I absolutely have no idea what I am going to write about today. I kind of thought it was cool that I would write without a mental picture of what words I wanted to bestow upon my unsuspecting readers. Where shall start? Oh yes! Now I have the semi-perfect story.
I started a new job a couple of weeks ago and, as with all new locations, I had to find my way there using good old Google maps (I love Apple but would NEVER use their maps). After getting off the train, I knew it would take me 15 minutes to walk to the said location but those were the longest 15 minutes of my life. I kept saying to myself “what if I’m taking the wrong route and find out I’m in another part of the city…”. Needless to say, the what ifs were endless.
I finally got to my destination and triumphantly saw the name of my new company on the building. I cannot describe the joy I felt (mainly because I got there on time and definitely did not take the wrong route).
This made me realise that sometimes even when we know that we’ll be fine as we go through stuff in life, we are still jittery. I reckon even if God himself came down with all His glory and told us we would get what we want, our hearts would be sort of calm and we would still wonder…what if? (Yay, now I have a title for this write up).
I have finally learned that worrying is not the issue. No matter how perfect you are, one would still worry. I think the issue is worrying, conjuring up fears and giving into the fears. Worry is the first stage in that slippery slope. So what I do now when I find myself worrying is to write down what I am worried about.
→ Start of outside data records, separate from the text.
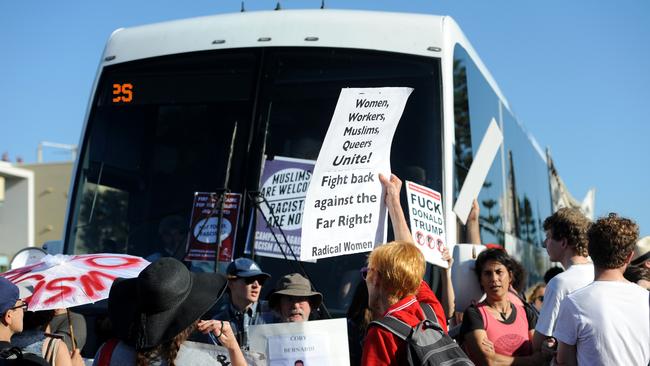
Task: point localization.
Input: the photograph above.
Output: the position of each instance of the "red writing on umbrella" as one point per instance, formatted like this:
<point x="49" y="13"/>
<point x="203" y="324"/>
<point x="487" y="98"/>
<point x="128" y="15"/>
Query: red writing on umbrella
<point x="92" y="282"/>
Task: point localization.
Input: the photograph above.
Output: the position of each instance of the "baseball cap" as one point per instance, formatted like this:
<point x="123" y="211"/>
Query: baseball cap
<point x="244" y="267"/>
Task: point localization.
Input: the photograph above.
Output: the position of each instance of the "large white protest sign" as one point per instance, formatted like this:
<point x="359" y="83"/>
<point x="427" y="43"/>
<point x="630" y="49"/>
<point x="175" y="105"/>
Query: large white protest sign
<point x="316" y="342"/>
<point x="427" y="222"/>
<point x="479" y="169"/>
<point x="344" y="210"/>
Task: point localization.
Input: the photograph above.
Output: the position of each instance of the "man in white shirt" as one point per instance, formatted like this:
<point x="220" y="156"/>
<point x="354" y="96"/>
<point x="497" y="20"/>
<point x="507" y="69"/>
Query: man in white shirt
<point x="566" y="242"/>
<point x="641" y="255"/>
<point x="606" y="322"/>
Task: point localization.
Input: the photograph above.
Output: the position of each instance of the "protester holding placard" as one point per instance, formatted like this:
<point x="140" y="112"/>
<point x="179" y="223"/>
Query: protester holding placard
<point x="153" y="315"/>
<point x="293" y="299"/>
<point x="395" y="286"/>
<point x="245" y="281"/>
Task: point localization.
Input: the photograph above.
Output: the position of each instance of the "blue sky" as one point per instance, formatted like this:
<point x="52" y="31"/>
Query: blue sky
<point x="575" y="74"/>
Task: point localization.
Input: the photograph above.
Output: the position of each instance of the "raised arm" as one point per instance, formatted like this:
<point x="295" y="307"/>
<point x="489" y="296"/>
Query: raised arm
<point x="472" y="228"/>
<point x="448" y="296"/>
<point x="223" y="332"/>
<point x="393" y="187"/>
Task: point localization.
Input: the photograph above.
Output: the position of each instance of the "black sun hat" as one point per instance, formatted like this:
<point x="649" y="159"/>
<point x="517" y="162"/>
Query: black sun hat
<point x="162" y="301"/>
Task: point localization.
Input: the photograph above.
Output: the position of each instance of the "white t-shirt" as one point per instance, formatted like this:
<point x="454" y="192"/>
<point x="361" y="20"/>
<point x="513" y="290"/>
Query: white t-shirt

Figure out if there is anything I can do about it…if I can do something about it, then why am I worried?
On the other hand, if I can’t do anything about it, then why am I worried? At that point, I tear up my worries (ha ha…in your face worry!) and then talk to someone about it. We really do underestimate the power of sharing our fears and worries with like minded people. So far, it has worked for me and although I do not worry less, my heart is not as troubled as it was 3 months ago.
In unrelated news, it is heart for the house in my church this weekend and I am so excited to be part of everything that’s happening. It is going to be fantastic and if you are in Central London this weekend, send me a message (and I would take you out for lunch, dinner…whatever!).
Looking forward to my lazy Saturday today! Yay!!! Phineas and Ferb marathon people!
Have a fabulous day people!
Ps. I apologise for the lack of pictures. Apple and O2 have conspired against me and my phone is not yet with me. Maybe another 5 weeks or so. Sigh. I shall survive.